The most recent bid to penetrate DIA took place in May 2016 when Hansen contacted a DIA case officer and encouraged the officer to use him as a source against China.
Hanson also carried tens of thousands of dollars in cash after visits to China, in one case being stopped by authorities for failing to report transfers over $10,000.
The FBI used one DIA official as a confidential informant during its investigation and between 2016 and 2018 Hanson revealed ongoing contacts with the MSS and that he had "performed consulting work for the MSS."
According to the FBI, Hansen told the DIA official that China would pay up to $200,000 for the U.S. military's "China ops plan" for military intervention against China.
He also sold computer forensic products to the Chinese and they overpaid him for the goods in cash.
The Chinese were seeking information from Hansen about the views of various politicians toward China.
Chinese intelligence as of March 2018 was also seeking secret information on U.S. positions on North Korea, South Korea, and China.
The DIA official acting as an FBI informant was also asked by Hansen to provide a briefing for Chinese intelligence officers in Mexico.

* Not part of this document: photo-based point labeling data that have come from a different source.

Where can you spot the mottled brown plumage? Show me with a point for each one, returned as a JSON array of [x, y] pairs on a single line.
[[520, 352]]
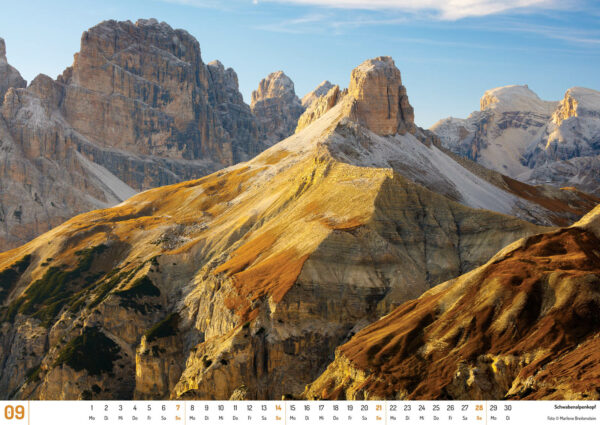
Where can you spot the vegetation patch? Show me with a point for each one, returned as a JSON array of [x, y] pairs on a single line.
[[91, 351], [11, 275], [33, 374], [142, 287], [45, 298], [165, 328]]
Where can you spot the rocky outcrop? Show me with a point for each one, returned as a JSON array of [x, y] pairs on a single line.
[[9, 76], [243, 283], [276, 107], [532, 140], [138, 109], [519, 328], [155, 94], [381, 103]]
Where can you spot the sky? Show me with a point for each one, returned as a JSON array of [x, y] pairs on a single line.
[[448, 51]]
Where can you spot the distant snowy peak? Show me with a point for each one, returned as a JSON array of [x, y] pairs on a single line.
[[535, 141], [578, 102], [515, 98], [321, 90]]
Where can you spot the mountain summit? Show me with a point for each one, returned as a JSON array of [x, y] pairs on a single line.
[[380, 100], [243, 283], [532, 140]]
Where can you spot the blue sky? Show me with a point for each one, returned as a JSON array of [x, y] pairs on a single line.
[[449, 51]]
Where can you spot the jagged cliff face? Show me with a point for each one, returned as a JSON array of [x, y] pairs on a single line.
[[276, 107], [535, 141], [138, 109], [320, 105], [154, 94], [243, 283], [321, 90], [520, 327]]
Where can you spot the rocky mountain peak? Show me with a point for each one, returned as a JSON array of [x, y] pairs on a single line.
[[515, 98], [380, 100], [9, 76], [276, 85], [321, 90], [2, 50], [578, 102], [276, 107]]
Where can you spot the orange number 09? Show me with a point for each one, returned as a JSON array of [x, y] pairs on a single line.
[[14, 412]]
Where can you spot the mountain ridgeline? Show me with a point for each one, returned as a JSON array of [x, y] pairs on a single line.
[[248, 282]]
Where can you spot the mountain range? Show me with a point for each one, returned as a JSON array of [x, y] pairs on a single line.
[[532, 140], [137, 109]]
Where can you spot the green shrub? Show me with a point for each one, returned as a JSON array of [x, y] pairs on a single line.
[[92, 351], [166, 327]]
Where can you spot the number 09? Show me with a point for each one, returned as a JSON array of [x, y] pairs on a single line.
[[14, 412]]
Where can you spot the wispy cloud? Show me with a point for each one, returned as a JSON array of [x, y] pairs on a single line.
[[442, 9]]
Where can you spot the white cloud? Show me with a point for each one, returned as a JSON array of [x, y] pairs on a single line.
[[445, 9]]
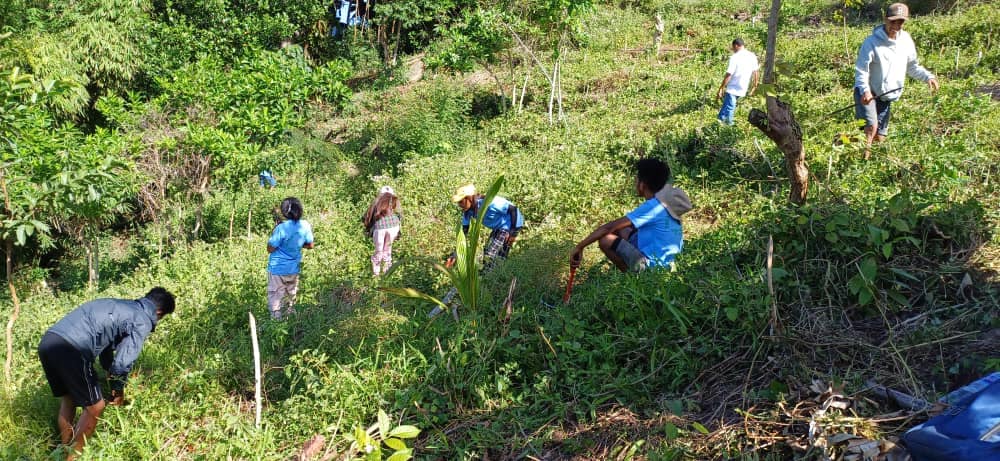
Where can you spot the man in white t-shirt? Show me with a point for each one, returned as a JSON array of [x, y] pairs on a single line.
[[740, 75]]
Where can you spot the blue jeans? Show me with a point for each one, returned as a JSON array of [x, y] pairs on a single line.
[[728, 108], [877, 112]]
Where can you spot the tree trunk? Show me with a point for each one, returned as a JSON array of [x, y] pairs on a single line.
[[9, 362], [778, 123], [96, 252], [88, 248]]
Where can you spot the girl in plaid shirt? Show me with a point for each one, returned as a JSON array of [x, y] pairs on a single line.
[[382, 223]]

Hansen owned a cloud computing company called NuveStack. Hansen also founded the American and Chinese Friendship Promotion Society in 1981 with the goal of advancing "friendship and understanding." The "American and Chinese Friendship Promotion Society Business Group provided a method through which Hansen attempted to generate revenue by providing business services in the PRC," the FBI document says.

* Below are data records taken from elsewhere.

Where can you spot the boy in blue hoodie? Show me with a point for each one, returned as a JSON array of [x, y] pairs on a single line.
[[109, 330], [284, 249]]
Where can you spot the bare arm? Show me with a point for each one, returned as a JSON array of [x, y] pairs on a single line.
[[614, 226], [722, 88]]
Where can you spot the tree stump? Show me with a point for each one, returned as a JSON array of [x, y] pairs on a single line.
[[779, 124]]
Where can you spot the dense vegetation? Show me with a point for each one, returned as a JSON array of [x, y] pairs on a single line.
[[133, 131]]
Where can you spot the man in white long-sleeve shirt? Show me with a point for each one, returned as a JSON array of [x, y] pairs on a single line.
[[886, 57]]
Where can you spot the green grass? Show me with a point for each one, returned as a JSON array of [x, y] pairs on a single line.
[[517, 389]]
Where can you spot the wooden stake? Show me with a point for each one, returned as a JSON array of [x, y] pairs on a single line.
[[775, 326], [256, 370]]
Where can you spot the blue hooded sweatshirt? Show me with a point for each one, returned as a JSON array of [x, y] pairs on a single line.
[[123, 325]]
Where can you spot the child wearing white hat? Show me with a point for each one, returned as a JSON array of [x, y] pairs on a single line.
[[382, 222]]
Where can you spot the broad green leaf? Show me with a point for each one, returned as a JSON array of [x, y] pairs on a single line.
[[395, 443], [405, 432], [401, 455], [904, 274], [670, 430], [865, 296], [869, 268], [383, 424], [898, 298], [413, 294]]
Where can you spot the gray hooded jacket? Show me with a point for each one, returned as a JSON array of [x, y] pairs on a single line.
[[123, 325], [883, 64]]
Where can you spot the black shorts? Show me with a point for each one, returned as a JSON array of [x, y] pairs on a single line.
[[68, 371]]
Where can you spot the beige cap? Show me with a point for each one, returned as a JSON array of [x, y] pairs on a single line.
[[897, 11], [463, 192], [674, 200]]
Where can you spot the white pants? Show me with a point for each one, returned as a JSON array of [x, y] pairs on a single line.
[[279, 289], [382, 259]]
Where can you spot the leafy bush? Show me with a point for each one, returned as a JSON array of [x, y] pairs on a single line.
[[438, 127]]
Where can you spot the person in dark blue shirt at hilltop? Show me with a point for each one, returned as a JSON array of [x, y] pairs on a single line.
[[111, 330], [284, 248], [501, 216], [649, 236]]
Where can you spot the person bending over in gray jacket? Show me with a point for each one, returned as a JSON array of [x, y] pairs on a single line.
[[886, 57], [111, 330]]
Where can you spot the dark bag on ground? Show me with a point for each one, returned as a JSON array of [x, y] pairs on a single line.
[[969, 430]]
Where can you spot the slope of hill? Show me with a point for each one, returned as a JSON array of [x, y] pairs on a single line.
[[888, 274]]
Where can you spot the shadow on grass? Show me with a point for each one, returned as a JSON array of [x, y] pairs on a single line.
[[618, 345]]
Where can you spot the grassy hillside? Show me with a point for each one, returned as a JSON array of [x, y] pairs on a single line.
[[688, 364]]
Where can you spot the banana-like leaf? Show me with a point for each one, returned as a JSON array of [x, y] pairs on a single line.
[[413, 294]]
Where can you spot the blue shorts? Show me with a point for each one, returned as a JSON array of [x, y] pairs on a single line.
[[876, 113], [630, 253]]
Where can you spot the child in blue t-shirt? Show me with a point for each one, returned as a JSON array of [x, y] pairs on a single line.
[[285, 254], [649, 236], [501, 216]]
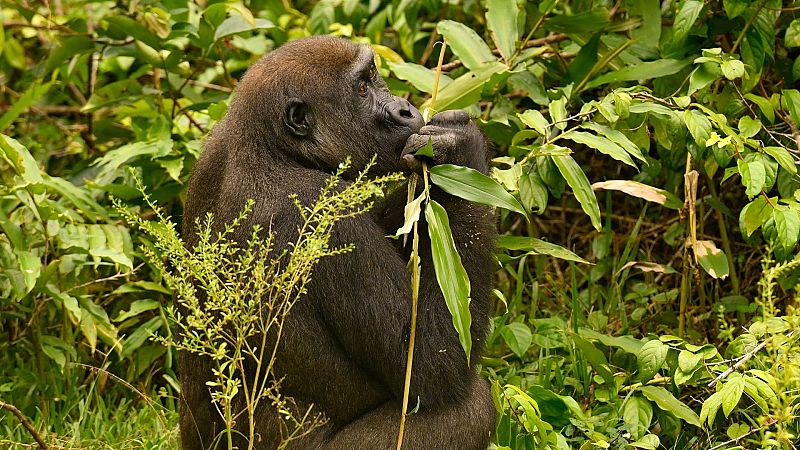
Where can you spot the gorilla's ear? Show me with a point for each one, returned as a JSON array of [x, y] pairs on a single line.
[[297, 117]]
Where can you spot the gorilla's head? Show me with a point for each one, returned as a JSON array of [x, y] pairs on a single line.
[[319, 99]]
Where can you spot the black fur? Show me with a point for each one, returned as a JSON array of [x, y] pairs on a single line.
[[295, 115]]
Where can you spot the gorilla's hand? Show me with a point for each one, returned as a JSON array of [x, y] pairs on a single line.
[[455, 140]]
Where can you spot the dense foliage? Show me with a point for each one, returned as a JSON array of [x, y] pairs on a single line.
[[646, 285]]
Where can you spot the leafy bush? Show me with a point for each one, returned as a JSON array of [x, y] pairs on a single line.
[[686, 107]]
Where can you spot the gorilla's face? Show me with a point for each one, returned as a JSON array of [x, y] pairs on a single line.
[[337, 105], [392, 119]]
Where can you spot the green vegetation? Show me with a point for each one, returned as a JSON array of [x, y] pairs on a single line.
[[645, 174]]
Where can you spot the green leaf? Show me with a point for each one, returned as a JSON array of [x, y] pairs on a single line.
[[641, 71], [699, 126], [749, 127], [466, 89], [420, 77], [643, 191], [534, 119], [501, 19], [600, 144], [538, 247], [29, 97], [137, 307], [754, 176], [140, 336], [783, 157], [763, 104], [533, 192], [474, 186], [684, 20], [450, 273], [411, 214], [754, 214], [712, 259], [465, 44], [517, 336], [792, 36], [616, 137], [731, 393], [650, 358], [124, 24], [577, 180], [787, 223], [637, 413], [667, 402], [732, 69], [237, 23]]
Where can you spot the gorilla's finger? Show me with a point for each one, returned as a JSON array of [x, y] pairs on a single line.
[[455, 117]]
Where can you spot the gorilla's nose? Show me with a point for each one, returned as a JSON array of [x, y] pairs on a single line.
[[403, 113]]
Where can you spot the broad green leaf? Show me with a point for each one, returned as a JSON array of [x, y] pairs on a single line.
[[749, 127], [684, 20], [517, 336], [539, 247], [732, 69], [787, 223], [647, 442], [670, 404], [237, 23], [601, 144], [755, 214], [465, 44], [792, 36], [466, 89], [783, 157], [792, 99], [139, 336], [754, 176], [582, 22], [712, 259], [641, 71], [137, 307], [535, 120], [501, 19], [764, 105], [450, 273], [731, 393], [595, 357], [699, 126], [420, 77], [20, 159], [642, 191], [577, 180], [472, 185], [637, 414], [618, 138], [137, 30], [650, 358], [411, 213], [533, 192], [626, 343]]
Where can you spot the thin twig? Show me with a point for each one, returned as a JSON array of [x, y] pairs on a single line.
[[25, 423], [746, 357]]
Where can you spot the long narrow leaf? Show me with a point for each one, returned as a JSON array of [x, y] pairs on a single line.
[[474, 186], [450, 273]]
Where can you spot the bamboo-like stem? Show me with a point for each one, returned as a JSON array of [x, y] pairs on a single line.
[[415, 264]]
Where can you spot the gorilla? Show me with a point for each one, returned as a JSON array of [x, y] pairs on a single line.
[[296, 114]]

After retiring from DIA, Hansen worked for two companies called H-11 Digital Forensics Co. LLC and H-11 Digital Forensics Services.

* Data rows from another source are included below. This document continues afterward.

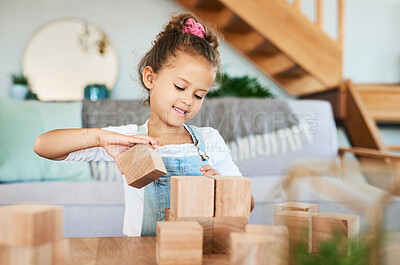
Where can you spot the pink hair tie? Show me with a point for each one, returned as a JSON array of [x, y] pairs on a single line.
[[194, 28]]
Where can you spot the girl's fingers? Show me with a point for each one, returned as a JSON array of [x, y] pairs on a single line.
[[205, 168]]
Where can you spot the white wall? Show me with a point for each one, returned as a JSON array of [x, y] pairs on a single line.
[[130, 24], [372, 50]]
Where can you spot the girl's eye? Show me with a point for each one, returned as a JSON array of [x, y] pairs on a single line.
[[179, 88], [182, 89]]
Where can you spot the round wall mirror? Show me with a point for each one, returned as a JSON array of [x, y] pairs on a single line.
[[66, 55]]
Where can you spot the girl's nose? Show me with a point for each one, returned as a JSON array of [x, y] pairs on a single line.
[[188, 100]]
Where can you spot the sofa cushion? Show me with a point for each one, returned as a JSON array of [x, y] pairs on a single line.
[[21, 123], [91, 208]]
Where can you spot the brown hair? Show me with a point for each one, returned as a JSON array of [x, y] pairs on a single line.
[[171, 40]]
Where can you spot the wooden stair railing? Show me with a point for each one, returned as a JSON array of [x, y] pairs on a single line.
[[279, 40]]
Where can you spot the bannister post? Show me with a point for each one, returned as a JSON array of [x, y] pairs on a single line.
[[341, 22], [297, 4]]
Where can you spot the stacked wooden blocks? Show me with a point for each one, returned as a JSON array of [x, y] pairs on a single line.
[[32, 235], [192, 199], [260, 245], [179, 243], [220, 204], [232, 210], [308, 228], [141, 165]]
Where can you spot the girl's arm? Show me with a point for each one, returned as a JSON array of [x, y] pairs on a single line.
[[57, 144]]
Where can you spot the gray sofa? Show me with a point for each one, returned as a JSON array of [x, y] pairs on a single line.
[[96, 207]]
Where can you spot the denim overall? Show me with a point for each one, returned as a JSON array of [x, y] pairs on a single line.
[[156, 194]]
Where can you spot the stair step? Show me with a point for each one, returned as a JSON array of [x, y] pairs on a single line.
[[245, 42], [298, 82], [382, 101], [270, 59], [297, 37]]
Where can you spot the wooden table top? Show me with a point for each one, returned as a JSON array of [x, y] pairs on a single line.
[[142, 250]]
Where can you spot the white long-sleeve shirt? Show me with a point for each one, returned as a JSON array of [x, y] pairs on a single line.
[[214, 146]]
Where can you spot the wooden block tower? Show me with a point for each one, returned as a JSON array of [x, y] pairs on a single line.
[[141, 165], [342, 228], [179, 243], [232, 210], [220, 204], [32, 234], [260, 244], [309, 229]]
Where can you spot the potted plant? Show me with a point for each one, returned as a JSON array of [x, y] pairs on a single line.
[[240, 86]]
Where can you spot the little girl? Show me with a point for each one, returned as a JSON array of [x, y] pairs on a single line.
[[178, 71]]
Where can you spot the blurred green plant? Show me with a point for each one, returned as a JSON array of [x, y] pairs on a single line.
[[240, 86], [19, 79], [331, 253]]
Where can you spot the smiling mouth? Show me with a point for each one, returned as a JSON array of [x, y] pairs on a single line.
[[179, 111]]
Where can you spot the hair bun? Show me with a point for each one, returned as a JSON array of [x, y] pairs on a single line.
[[177, 24]]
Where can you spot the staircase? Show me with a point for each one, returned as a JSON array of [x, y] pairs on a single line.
[[288, 47], [300, 57]]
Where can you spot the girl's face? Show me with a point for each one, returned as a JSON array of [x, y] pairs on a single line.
[[177, 91]]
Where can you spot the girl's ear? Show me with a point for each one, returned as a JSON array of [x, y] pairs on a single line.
[[148, 77]]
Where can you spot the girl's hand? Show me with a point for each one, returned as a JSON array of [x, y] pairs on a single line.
[[115, 143], [208, 171]]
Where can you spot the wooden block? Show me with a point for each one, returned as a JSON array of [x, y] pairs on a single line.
[[61, 252], [299, 224], [257, 249], [141, 165], [179, 243], [30, 224], [37, 255], [222, 228], [278, 234], [344, 228], [192, 196], [205, 222], [232, 196], [296, 206]]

Hansen was charged with 15 counts including attempted transfer of defense information to China, currency violations, and smuggling.
Hansen's LinkedIn page describes him as a "China expert" who first traveled to China in 1981 and took over 175 visits to China.
"I have an extensive network of Chinese government, business, military, and academic contacts at the national, provincial and local levels," Hansen stated.
His LinkedIn page describes him as an accomplished business executive and "serial entrepreneur" who is chairman of NuveStack, CEO of Ionic M, and director of Broadway Capital.
"I am passionate about visionary and disruptive technology to include Cloud IT, Platform as a Service (PaaS) solutions, cloud infrastructure, transformative data centers, health & ionic minerals, waste to energy technologies, clean tech, green tech, lithium battery technology, electric vehicles, clean water projects, agriculture, digital forensics, aggregates and rock products, and education," the page states.
"Choose a better path... Change your life... Change the world...," he wrote.
The FBI complaint stated that a search of Hansen's financial records showed he reported large losses, including $1.1 million in business losses for the 2014 tax year.
Hansen is scheduled to appear the U.S. District Court in Seattle on Monday.